Graham will lie down on her belly in the mud to take a picture of a pig, or get eye to eye with a chicken to capture the right perspective for her paintings.

“I just like to draw farm animals.”

With no animals left on her farm near Lacombe, Alta., Graham sneaks into other farmers’ yards to chase chickens around the barnyard or crawl through pastures to get the right photos of hens, cows, pigs and goats.

“With the goats I crawled over a fence and started snapping pictures and got caught.”

Farmers are often bewildered when they find her chasing chickens around their yards.

But the prints of common animals have caught on and Graham now makes a living with her art and by talking to schoolchildren about art and illustration.

Graham said it’s mainly older women with memories of feeding chickens or pigs who buy her prints. Not many men buy pictures of chickens, she added.

For Gwen Hall of Boyle, Alta., who bought a picture of goats at the show, the pictures strike a chord.
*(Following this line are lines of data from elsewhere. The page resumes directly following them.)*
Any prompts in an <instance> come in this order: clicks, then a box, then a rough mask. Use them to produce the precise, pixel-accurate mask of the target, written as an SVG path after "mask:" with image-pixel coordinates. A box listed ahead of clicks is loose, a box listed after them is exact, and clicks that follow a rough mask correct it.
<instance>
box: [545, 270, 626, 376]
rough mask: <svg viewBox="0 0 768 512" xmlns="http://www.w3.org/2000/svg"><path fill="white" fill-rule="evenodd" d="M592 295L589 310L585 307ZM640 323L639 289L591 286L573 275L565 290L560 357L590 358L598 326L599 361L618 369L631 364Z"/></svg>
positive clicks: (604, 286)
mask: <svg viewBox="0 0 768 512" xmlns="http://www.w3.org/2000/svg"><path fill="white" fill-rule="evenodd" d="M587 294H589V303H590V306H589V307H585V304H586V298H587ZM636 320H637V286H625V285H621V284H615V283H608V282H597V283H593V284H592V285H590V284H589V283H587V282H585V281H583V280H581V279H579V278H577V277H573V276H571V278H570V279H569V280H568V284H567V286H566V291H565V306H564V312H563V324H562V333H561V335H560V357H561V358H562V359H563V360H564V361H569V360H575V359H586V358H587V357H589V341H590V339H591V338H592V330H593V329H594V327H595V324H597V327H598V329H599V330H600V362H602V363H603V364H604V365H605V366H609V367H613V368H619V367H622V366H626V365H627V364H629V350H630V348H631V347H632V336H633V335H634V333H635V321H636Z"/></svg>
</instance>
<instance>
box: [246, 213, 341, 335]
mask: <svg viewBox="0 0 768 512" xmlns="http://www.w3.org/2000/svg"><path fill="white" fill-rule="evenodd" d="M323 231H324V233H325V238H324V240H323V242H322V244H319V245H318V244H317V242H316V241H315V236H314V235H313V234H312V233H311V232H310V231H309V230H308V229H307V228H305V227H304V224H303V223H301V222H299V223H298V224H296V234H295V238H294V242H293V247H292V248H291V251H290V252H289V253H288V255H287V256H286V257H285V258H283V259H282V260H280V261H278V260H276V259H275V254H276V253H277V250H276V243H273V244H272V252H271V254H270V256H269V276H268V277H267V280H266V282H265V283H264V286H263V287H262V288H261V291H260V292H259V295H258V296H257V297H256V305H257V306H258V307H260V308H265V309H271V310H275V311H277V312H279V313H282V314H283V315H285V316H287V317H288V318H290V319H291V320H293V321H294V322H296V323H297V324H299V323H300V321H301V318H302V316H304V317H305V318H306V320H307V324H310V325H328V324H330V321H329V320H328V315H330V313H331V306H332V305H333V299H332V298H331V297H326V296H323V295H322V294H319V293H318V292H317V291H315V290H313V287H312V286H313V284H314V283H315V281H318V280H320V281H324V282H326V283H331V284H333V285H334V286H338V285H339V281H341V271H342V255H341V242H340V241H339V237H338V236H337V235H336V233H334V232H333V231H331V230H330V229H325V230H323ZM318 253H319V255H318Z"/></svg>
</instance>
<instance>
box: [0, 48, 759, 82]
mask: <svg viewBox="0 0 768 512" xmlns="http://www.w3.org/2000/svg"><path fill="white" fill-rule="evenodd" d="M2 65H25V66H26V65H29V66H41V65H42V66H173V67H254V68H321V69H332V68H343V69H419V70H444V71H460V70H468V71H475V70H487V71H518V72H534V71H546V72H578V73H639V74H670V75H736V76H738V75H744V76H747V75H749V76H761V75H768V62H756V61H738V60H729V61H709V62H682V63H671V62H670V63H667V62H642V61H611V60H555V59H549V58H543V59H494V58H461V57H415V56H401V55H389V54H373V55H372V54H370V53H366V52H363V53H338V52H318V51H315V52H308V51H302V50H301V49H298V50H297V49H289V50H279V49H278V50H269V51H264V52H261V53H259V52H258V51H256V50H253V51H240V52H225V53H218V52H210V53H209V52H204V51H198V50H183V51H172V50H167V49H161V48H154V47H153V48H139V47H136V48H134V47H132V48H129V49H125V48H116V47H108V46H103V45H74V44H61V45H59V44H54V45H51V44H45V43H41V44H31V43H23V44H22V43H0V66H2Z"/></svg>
“We have goats and this is how they look. It’s right on,” said Hall, who also has a picture of Herefords swimming in the North Saskatchewan River from one of Graham’s book illustrations.

Once Graham is assigned an illustration contract by a book publisher, it often takes her six months to draw the almost 20 detailed pictures.

She even scours old barnyards for the right tone of faded wood to turn into picture frames for each print.

“I look for colours to go with certain prints,” Graham said.